Ini bukan soal benar atau salah memasang stiker religius di mobil. Ini soal tanggung jawab. Anda mungkin tidak sadar, tetapi ketika Anda memutuskan untuk memajang simbol-simbol keagamaan di tempat yang begitu terlihat oleh publik, Anda mengundang orang lain untuk menilai, melihat, bahkan menghakimi. Bukan hanya Anda sebagai individu, tetapi juga ajaran yang Anda representasikan.

Baca juga : Parkir 2 Mengertin, Seperti Ini Kondisi Mobil Buron Harun Masiku

Cek Artikel:  Kebijakan Seranganf NATO

Nah, jika mobil itu melesat dengan cara yang tidak sepatutnya–mengabaikan rambu, menyerobot jalur, apalagi melanggar aturan–apa yang orang-orang lihat? Mereka melihat kontradiksi. Mereka melihat ketidaksesuaian antara simbol agama yang Anda pajang dan perilaku yang Anda tunjukkan. Padahal, semestinya simbol itu menjadi pengingat: hei, berkendaralah dengan baik, perlakukan orang lain dengan sopan di jalan, karena Anda membawa nama yang lebih besar daripada diri Anda sendiri.

Bukan sekadar pajangan

Sebagian besar dari kita mungkin berpikir, “Ah, ini cuma stiker. Hanya dekorasi.” Tetapi apakah benar hanya itu? Stiker kaligrafi atau ayat suci di kaca belakang bukan sekadar estetika, bukan sekadar identitas religius yang Anda pasang untuk menunjukkan siapa diri Anda. Itu pengingat, bukan hanya untuk orang lain, tetapi juga untuk diri Anda sendiri. Agar Anda sadar bahwa berkendara pun bagian dari ibadah. Taatp tindakan, baik itu sekecil mematuhi rambu lalu lintas atau memberi jalan untuk orang lain, adalah refleksi dari moralitas Anda.

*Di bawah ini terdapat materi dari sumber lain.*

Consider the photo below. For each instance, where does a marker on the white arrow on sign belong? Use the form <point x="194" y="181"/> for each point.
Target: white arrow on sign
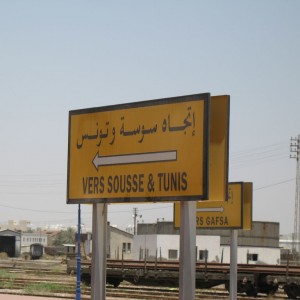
<point x="137" y="158"/>
<point x="210" y="209"/>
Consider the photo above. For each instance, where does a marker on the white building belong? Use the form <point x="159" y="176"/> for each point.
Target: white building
<point x="257" y="246"/>
<point x="28" y="238"/>
<point x="166" y="247"/>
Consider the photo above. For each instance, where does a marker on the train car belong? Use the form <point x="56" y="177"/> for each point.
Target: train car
<point x="36" y="251"/>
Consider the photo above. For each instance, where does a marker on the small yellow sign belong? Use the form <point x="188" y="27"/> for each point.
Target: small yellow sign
<point x="140" y="152"/>
<point x="236" y="213"/>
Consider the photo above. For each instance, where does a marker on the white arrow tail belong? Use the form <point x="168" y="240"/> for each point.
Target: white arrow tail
<point x="136" y="158"/>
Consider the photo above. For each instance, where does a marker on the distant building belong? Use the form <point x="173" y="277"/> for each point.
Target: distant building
<point x="30" y="238"/>
<point x="21" y="225"/>
<point x="161" y="239"/>
<point x="10" y="242"/>
<point x="119" y="243"/>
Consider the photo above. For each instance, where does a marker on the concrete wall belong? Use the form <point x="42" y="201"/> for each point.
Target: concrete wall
<point x="119" y="242"/>
<point x="167" y="247"/>
<point x="264" y="255"/>
<point x="28" y="239"/>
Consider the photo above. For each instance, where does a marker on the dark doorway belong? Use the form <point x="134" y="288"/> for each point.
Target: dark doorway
<point x="8" y="245"/>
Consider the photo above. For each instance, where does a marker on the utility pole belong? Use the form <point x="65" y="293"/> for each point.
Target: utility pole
<point x="135" y="211"/>
<point x="295" y="154"/>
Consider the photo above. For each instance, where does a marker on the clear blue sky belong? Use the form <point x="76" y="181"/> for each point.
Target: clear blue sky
<point x="56" y="56"/>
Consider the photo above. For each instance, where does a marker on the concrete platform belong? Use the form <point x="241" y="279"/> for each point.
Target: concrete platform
<point x="21" y="297"/>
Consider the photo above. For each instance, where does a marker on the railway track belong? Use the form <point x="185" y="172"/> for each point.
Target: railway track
<point x="50" y="279"/>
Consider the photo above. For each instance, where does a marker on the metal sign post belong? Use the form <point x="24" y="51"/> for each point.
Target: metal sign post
<point x="233" y="264"/>
<point x="187" y="261"/>
<point x="78" y="272"/>
<point x="98" y="280"/>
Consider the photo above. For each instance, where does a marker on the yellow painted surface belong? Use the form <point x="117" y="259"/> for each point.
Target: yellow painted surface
<point x="129" y="132"/>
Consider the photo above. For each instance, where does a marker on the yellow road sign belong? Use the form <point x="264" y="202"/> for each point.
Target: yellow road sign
<point x="219" y="147"/>
<point x="236" y="213"/>
<point x="140" y="152"/>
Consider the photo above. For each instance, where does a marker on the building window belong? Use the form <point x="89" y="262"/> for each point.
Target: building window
<point x="173" y="254"/>
<point x="203" y="254"/>
<point x="253" y="256"/>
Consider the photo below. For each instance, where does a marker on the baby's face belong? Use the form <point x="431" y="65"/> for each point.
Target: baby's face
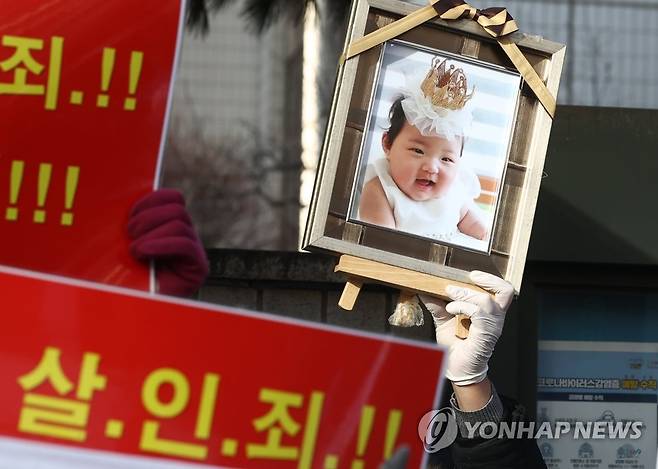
<point x="422" y="167"/>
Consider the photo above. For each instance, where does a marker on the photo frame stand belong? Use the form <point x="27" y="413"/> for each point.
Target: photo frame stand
<point x="409" y="282"/>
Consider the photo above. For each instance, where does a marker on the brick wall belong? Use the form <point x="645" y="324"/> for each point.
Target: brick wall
<point x="302" y="286"/>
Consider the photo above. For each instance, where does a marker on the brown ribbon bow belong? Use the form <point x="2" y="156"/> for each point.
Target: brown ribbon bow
<point x="495" y="21"/>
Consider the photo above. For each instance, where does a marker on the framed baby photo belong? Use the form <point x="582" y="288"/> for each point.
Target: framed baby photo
<point x="434" y="149"/>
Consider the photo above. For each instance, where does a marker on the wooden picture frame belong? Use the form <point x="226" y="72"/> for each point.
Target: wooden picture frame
<point x="332" y="225"/>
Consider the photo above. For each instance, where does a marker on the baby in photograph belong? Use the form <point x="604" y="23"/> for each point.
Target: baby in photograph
<point x="422" y="186"/>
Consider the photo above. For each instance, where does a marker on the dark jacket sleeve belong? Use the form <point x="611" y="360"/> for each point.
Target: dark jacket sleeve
<point x="478" y="453"/>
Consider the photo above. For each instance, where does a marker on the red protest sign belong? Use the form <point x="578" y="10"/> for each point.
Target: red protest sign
<point x="84" y="92"/>
<point x="95" y="367"/>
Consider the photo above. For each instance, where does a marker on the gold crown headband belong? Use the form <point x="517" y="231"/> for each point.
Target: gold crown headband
<point x="446" y="88"/>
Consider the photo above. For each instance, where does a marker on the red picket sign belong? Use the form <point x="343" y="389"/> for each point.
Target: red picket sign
<point x="85" y="87"/>
<point x="87" y="366"/>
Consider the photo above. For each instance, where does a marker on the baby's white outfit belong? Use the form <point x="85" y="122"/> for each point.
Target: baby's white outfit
<point x="434" y="218"/>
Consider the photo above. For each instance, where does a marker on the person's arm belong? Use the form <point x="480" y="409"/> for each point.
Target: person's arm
<point x="471" y="222"/>
<point x="162" y="231"/>
<point x="475" y="399"/>
<point x="374" y="207"/>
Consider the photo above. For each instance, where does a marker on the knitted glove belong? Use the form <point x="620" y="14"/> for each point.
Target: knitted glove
<point x="162" y="231"/>
<point x="468" y="359"/>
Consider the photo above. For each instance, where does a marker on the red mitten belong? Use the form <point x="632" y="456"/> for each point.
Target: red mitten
<point x="162" y="231"/>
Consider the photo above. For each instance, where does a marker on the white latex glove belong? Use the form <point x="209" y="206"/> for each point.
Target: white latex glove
<point x="468" y="359"/>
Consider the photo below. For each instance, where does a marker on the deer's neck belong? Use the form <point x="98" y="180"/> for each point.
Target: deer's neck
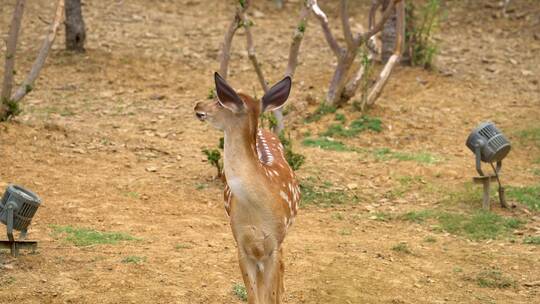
<point x="241" y="163"/>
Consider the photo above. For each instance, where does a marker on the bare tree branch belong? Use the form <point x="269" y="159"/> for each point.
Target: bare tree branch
<point x="9" y="66"/>
<point x="225" y="55"/>
<point x="379" y="26"/>
<point x="326" y="28"/>
<point x="393" y="60"/>
<point x="354" y="83"/>
<point x="373" y="11"/>
<point x="297" y="39"/>
<point x="345" y="24"/>
<point x="26" y="86"/>
<point x="246" y="23"/>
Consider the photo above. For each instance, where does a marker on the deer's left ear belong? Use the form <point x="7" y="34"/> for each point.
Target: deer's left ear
<point x="277" y="95"/>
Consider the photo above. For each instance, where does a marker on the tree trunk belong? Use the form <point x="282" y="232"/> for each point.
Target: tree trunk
<point x="388" y="34"/>
<point x="75" y="30"/>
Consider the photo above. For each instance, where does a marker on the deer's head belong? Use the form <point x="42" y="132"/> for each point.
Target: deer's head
<point x="231" y="109"/>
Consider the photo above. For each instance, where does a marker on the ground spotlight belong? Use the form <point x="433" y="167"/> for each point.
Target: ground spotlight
<point x="17" y="207"/>
<point x="490" y="146"/>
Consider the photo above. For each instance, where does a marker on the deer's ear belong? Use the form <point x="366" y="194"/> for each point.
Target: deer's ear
<point x="277" y="95"/>
<point x="227" y="97"/>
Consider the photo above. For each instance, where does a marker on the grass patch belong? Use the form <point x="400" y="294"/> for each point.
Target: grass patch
<point x="417" y="216"/>
<point x="133" y="259"/>
<point x="402" y="248"/>
<point x="422" y="22"/>
<point x="322" y="110"/>
<point x="340" y="117"/>
<point x="132" y="194"/>
<point x="385" y="154"/>
<point x="531" y="135"/>
<point x="480" y="225"/>
<point x="357" y="126"/>
<point x="494" y="279"/>
<point x="324" y="195"/>
<point x="532" y="240"/>
<point x="327" y="144"/>
<point x="338" y="216"/>
<point x="182" y="246"/>
<point x="89" y="237"/>
<point x="430" y="239"/>
<point x="6" y="281"/>
<point x="295" y="160"/>
<point x="529" y="196"/>
<point x="381" y="217"/>
<point x="405" y="185"/>
<point x="240" y="291"/>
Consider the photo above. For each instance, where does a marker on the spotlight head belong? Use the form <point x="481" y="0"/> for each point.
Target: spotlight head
<point x="489" y="141"/>
<point x="24" y="204"/>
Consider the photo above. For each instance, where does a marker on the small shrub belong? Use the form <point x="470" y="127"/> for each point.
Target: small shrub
<point x="214" y="158"/>
<point x="340" y="117"/>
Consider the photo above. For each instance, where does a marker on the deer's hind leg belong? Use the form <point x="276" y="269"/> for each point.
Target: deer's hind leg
<point x="249" y="274"/>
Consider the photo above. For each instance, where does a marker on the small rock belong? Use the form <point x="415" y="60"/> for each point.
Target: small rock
<point x="157" y="97"/>
<point x="491" y="69"/>
<point x="532" y="284"/>
<point x="258" y="14"/>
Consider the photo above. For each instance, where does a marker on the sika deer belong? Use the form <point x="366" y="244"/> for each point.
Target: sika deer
<point x="261" y="193"/>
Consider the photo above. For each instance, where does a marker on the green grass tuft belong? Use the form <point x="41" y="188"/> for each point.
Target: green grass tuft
<point x="381" y="216"/>
<point x="421" y="157"/>
<point x="494" y="279"/>
<point x="417" y="216"/>
<point x="356" y="127"/>
<point x="529" y="196"/>
<point x="295" y="160"/>
<point x="240" y="291"/>
<point x="480" y="225"/>
<point x="532" y="240"/>
<point x="327" y="144"/>
<point x="323" y="195"/>
<point x="402" y="248"/>
<point x="89" y="237"/>
<point x="133" y="259"/>
<point x="321" y="111"/>
<point x="531" y="135"/>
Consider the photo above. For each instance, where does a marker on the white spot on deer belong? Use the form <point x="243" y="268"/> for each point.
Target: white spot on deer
<point x="283" y="195"/>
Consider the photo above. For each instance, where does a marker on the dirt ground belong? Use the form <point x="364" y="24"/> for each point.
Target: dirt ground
<point x="109" y="141"/>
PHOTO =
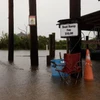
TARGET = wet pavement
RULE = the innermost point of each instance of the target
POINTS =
(18, 82)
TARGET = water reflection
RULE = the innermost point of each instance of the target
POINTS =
(18, 81)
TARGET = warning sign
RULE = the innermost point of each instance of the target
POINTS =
(32, 20)
(68, 30)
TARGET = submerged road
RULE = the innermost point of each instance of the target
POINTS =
(20, 83)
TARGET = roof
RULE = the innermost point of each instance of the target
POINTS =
(87, 22)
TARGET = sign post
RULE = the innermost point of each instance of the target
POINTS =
(69, 30)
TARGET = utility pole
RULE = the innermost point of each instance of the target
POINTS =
(33, 34)
(75, 11)
(75, 42)
(11, 32)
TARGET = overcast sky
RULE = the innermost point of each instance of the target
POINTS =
(48, 13)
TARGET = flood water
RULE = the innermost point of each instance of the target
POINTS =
(18, 82)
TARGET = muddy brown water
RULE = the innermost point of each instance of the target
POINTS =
(19, 82)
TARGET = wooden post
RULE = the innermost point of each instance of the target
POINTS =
(87, 38)
(33, 35)
(75, 42)
(75, 13)
(11, 32)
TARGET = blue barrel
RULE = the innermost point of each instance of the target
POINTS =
(60, 63)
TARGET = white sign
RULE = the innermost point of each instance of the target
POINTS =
(32, 20)
(69, 30)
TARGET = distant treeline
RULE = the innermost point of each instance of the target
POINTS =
(23, 42)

Tetapi, sering kali yang kita lihat justru sebaliknya. Stiker ada, ayat suci ada, tetapi etika berkendara hilang entah ke mana. Ini membuat saya berpikir, apa gunanya simbol itu jika hanya jadi pajangan? Hanya jadi dekorasi yang kehilangan makna karena tidak sejalan dengan perilaku?

Cek Artikel:  Cerminan Kunjungan Paus Fransiskus ke Indonesia Mendialogkan Pemikiran Fransiskan dengan Perspektif Sufi Yunus Emre

Baca juga :  Didukung Produk SUV, Penjualan Honda Meningkat pada Agustus 2024

Mari kita jujur: jika Anda tidak siap mengemudi dengan hati-hati, tidak siap menghormati sesama pengguna jalan, mungkin Anda juga tidak siap memajang ayat suci di mobil Anda. Lebih baik tidak ada stiker sama sekali daripada simbol itu justru membuat orang lain berpikir buruk. Keyakinan tidak butuh Anda pamerkan dalam bentuk stiker. Keyakinan butuh Anda jalankan dalam setiap tindakan, termasuk di jalan raya.

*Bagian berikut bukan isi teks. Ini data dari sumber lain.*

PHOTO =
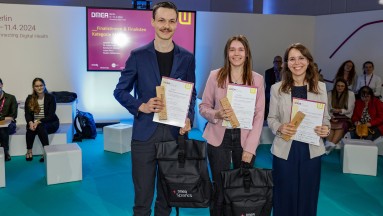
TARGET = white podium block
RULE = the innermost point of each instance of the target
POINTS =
(63, 163)
(359, 157)
(117, 138)
(2, 168)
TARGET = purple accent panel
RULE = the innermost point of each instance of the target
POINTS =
(360, 27)
(113, 33)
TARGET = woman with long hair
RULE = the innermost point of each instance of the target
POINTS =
(369, 111)
(40, 115)
(226, 144)
(296, 164)
(341, 103)
(347, 72)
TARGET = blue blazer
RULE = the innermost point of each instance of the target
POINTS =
(142, 72)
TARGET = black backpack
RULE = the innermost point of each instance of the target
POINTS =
(85, 126)
(183, 172)
(248, 191)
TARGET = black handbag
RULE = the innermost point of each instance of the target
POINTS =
(248, 191)
(183, 172)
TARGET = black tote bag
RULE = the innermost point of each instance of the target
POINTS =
(247, 191)
(183, 172)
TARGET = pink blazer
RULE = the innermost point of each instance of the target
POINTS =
(214, 131)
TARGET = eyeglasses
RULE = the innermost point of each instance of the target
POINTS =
(299, 59)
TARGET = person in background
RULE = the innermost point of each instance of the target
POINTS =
(144, 69)
(296, 165)
(347, 72)
(8, 115)
(341, 103)
(370, 79)
(368, 110)
(226, 144)
(40, 115)
(272, 75)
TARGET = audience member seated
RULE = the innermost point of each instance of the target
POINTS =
(316, 68)
(341, 103)
(272, 75)
(347, 72)
(40, 115)
(368, 112)
(8, 114)
(370, 79)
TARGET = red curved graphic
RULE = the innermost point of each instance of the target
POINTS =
(352, 34)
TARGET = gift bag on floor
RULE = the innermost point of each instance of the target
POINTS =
(247, 191)
(183, 173)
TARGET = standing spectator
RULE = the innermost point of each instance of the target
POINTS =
(368, 110)
(272, 75)
(296, 165)
(8, 115)
(144, 69)
(226, 144)
(368, 78)
(341, 103)
(40, 115)
(347, 72)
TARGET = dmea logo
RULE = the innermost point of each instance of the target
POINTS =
(188, 86)
(184, 18)
(99, 15)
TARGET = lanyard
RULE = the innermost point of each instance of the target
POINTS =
(365, 81)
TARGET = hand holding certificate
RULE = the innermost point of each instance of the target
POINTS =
(314, 112)
(242, 100)
(177, 94)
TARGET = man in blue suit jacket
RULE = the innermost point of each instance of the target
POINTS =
(143, 70)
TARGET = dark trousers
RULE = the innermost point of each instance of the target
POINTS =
(296, 182)
(220, 159)
(42, 131)
(4, 135)
(144, 168)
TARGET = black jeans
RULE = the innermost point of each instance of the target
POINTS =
(4, 135)
(144, 168)
(220, 159)
(42, 131)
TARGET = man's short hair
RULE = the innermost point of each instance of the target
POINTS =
(169, 5)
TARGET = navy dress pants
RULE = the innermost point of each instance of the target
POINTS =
(296, 182)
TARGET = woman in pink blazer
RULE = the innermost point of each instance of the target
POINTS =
(228, 144)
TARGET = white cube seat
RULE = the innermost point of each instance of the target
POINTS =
(63, 163)
(118, 137)
(2, 168)
(359, 157)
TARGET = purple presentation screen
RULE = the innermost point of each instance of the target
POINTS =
(113, 33)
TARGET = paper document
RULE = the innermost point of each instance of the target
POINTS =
(242, 99)
(177, 95)
(314, 112)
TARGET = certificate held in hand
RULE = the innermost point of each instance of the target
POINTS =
(233, 118)
(176, 95)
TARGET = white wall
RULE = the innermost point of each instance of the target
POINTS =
(364, 45)
(61, 58)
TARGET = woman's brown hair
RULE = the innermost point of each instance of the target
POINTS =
(312, 76)
(33, 103)
(225, 71)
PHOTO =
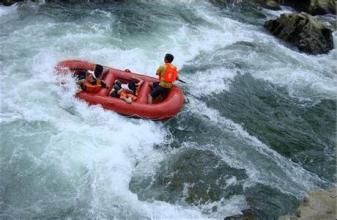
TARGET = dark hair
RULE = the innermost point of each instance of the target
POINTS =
(169, 57)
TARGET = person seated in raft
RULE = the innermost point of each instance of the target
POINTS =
(134, 84)
(91, 84)
(122, 93)
(167, 73)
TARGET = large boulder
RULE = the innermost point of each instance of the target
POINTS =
(9, 2)
(314, 7)
(302, 30)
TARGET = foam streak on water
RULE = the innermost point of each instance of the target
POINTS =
(60, 158)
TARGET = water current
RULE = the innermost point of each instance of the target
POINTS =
(257, 132)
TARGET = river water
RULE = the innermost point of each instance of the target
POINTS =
(257, 132)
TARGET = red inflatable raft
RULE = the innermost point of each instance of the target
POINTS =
(164, 109)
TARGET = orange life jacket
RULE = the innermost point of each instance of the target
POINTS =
(170, 74)
(88, 87)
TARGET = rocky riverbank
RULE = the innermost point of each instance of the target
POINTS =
(303, 31)
(318, 205)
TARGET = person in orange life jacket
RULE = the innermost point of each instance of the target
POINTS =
(123, 92)
(91, 84)
(167, 73)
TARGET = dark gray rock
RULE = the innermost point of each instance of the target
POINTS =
(302, 30)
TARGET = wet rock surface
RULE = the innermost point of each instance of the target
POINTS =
(318, 205)
(303, 31)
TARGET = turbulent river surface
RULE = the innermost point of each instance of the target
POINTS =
(257, 132)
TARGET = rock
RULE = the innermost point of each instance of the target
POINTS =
(319, 7)
(313, 7)
(7, 2)
(318, 205)
(272, 4)
(303, 31)
(246, 215)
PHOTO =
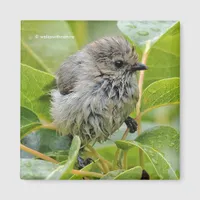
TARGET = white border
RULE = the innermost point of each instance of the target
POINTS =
(185, 11)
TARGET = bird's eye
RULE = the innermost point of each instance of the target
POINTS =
(118, 63)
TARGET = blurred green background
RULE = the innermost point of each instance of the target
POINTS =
(48, 54)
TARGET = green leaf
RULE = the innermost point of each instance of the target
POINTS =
(42, 52)
(139, 32)
(112, 174)
(47, 142)
(163, 160)
(35, 169)
(130, 174)
(91, 167)
(161, 93)
(35, 87)
(164, 52)
(64, 172)
(28, 121)
(165, 140)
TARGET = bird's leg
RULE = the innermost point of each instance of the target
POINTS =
(83, 162)
(131, 124)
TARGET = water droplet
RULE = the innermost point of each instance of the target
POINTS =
(28, 164)
(30, 37)
(155, 29)
(131, 26)
(142, 33)
(154, 161)
(171, 144)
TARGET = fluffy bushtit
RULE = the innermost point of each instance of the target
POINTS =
(97, 90)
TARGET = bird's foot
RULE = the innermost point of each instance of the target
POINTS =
(82, 163)
(131, 124)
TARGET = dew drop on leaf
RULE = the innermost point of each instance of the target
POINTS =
(155, 29)
(131, 26)
(142, 33)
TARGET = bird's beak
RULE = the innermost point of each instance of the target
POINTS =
(139, 66)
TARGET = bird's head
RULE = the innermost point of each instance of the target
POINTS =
(114, 56)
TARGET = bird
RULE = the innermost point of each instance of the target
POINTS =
(97, 89)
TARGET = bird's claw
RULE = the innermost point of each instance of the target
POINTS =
(82, 163)
(131, 124)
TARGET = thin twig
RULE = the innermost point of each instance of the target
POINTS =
(101, 160)
(118, 150)
(138, 106)
(125, 160)
(84, 173)
(37, 154)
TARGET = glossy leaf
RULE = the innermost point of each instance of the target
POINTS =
(130, 174)
(35, 169)
(91, 167)
(35, 88)
(141, 31)
(28, 121)
(48, 142)
(112, 174)
(165, 140)
(64, 172)
(42, 44)
(161, 93)
(164, 51)
(165, 160)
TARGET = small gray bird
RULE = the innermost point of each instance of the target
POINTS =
(97, 90)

Anda bisa memilih: apakah Anda ingin menjadi duta yang baik bagi agama Anda atau justru membuat agama terlihat buruk di mata orang lain?

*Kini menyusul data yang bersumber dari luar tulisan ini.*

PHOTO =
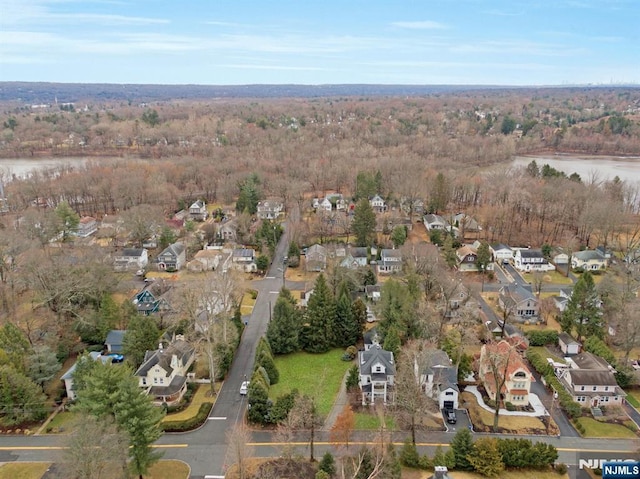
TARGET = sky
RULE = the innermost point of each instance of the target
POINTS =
(236, 42)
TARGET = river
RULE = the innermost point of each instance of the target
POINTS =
(588, 167)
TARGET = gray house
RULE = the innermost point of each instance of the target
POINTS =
(172, 258)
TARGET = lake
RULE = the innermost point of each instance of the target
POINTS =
(588, 167)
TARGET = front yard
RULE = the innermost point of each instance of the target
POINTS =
(318, 375)
(482, 420)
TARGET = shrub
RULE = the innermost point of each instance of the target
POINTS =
(191, 423)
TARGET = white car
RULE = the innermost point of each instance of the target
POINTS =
(244, 387)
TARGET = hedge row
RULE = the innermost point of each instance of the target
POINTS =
(541, 365)
(191, 423)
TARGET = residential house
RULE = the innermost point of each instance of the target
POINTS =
(373, 292)
(588, 260)
(377, 374)
(114, 341)
(531, 260)
(163, 372)
(316, 258)
(244, 259)
(467, 257)
(227, 232)
(378, 204)
(152, 300)
(568, 345)
(435, 222)
(198, 210)
(172, 258)
(270, 209)
(501, 253)
(131, 259)
(591, 381)
(439, 379)
(519, 301)
(86, 227)
(355, 258)
(517, 377)
(390, 261)
(67, 377)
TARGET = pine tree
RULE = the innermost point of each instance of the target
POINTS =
(283, 330)
(364, 223)
(317, 334)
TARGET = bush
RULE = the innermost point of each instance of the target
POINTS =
(191, 423)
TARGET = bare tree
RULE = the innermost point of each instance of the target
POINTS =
(238, 450)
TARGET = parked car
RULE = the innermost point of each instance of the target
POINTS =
(450, 414)
(244, 387)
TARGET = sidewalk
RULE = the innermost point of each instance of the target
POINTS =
(342, 399)
(534, 401)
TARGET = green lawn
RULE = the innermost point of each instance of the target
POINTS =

Tindakan Anda di jalan bicara lebih keras daripada kaligrafi di kaca belakang. Ingat, apa yang Anda pajang bukan sekadar simbol, tetapi cerminan dari diri Anda. Jadi, apakah Anda siap mengemudi sesuai pesan moral yang Anda pajang atau stiker itu hanya jadi hiasan semata?